To: Steve Sacco NN4X <nn4x@embarqmail.com>
Subject: Re: [TowerTalk] Isolated Mode Antenna Technology
From: jimlux <jimlux@earthlink.net>
Date: Sun, 20 Dec 2009 07:35:32 -0800
List-post: <towertalk@contesting.com">mailto:towertalk@contesting.com>
Steve Sacco NN4X wrote:
> This seemed like an interesting concept.  I thought I'd pass it
> along.
> 
> Isolated Mode Antenna Technology lets a single antenna offer the 
> performance benefits of multiple antennas (Part 1 of 2)
> 
> <http://www.rfdesignline.com/howto/showArticle.jhtml;jsessionid=F1SQHL23DOWTNQE1GHPCKHWATMY32JVN?articleID=222001586>
> 
> 

Interesting, but I don't know that it's a big advance or revolutionary, 
especially since they didn't give any details.

 From a ham standpoint, this solves a problem that hams don't have.

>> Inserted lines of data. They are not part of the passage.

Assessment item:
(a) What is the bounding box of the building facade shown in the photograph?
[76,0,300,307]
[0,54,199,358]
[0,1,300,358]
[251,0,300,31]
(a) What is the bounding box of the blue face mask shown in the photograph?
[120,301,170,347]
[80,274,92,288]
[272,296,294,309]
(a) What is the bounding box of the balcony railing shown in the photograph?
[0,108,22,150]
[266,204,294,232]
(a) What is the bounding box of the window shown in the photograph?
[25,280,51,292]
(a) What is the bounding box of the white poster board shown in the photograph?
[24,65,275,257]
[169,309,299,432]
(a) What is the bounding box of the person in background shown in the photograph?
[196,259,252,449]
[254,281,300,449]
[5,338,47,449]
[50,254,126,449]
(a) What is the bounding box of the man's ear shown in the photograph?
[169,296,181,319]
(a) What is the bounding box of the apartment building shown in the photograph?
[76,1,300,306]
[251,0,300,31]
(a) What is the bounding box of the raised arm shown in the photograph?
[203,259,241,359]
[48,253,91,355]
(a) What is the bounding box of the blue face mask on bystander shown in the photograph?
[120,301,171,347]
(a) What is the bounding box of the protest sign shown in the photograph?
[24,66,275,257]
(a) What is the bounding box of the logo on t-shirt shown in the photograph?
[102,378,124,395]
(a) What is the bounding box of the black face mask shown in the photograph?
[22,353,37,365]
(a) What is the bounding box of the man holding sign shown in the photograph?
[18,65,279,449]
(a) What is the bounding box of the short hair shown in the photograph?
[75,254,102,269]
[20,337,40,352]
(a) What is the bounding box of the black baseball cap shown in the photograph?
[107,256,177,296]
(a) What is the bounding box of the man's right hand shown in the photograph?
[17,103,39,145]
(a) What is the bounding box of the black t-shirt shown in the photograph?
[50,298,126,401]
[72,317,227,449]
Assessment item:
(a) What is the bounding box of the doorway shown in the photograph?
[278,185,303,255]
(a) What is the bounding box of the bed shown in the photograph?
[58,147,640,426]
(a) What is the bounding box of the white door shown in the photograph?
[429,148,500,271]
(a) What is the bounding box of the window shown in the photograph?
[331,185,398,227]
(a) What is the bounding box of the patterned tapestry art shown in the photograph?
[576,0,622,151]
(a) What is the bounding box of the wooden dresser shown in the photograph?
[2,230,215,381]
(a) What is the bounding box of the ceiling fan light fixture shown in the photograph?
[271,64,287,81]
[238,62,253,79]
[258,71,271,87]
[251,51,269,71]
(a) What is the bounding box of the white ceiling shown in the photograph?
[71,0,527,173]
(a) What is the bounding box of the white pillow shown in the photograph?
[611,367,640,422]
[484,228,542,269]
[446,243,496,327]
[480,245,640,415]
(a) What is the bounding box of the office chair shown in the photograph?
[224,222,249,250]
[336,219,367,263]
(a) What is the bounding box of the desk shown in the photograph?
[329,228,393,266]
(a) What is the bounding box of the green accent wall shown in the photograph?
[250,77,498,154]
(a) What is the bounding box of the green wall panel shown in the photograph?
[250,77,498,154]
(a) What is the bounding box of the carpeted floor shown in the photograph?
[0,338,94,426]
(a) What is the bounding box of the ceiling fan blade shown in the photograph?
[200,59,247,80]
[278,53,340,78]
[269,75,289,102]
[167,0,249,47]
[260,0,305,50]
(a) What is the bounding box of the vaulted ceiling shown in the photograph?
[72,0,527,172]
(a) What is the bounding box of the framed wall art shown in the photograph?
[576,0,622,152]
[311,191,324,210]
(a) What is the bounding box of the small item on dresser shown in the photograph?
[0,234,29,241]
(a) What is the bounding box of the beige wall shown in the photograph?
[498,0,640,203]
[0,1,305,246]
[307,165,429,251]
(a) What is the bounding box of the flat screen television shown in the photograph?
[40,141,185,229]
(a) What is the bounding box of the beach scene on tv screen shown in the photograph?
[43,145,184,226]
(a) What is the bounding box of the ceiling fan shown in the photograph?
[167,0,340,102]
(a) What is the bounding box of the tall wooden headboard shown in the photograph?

For all these MIMO/diversity type systems, you want multiple antennas 
that are decorrelated.  For instance, in HF, you could use a loop and a 
monopole, because skywave fading on one generally doesn't happen on the 
other at the same time because the polarization and pattern are 
different.  Or you could separate your antennas by some distance.  In 
either case, you need antennas that are not strongly coupled (otherwise, 
they'll tend to receive the same signal)

In a USB dongle, though, you don't have the luxury of spreading the 
antennas out, and in fact, you want them really small.  At 2.4GHz (for 
802.11b/g/n) the wavelength is about 12 cm, so a straight halfwave is 
6cm (or bigger than the usual USB pod or bluetooth module)

In conventional consumer gear, they make a resonant antenna smaller by 
loading it (put it on a ceramic substrate with high epsilon) or by 
bending it (meander line).  The latter is really no different than a 
helically loaded shortened vertical.  1/4 wave of wire in <1/4 wave of 
space.

But, if you're doing MIMO, the whole thing depends on having the 
antennas receive different signals. (so they see "different" multipath) 
In a laptop, that's easy.. put one antenna on each side. In a wireless 
access point, it's easy, put one antenna on each end.  But in something 
the size of a thumb drive or a cell phone?  There's just not enough 
room, especially if you're already shrinking things.

So what they're claiming here and showing modeled or test data (while 
carefully not describing the actual design), is some clever way to put 
two antennas in the same physical space that have very different 
patterns.  Sort of like having two crossed dipoles.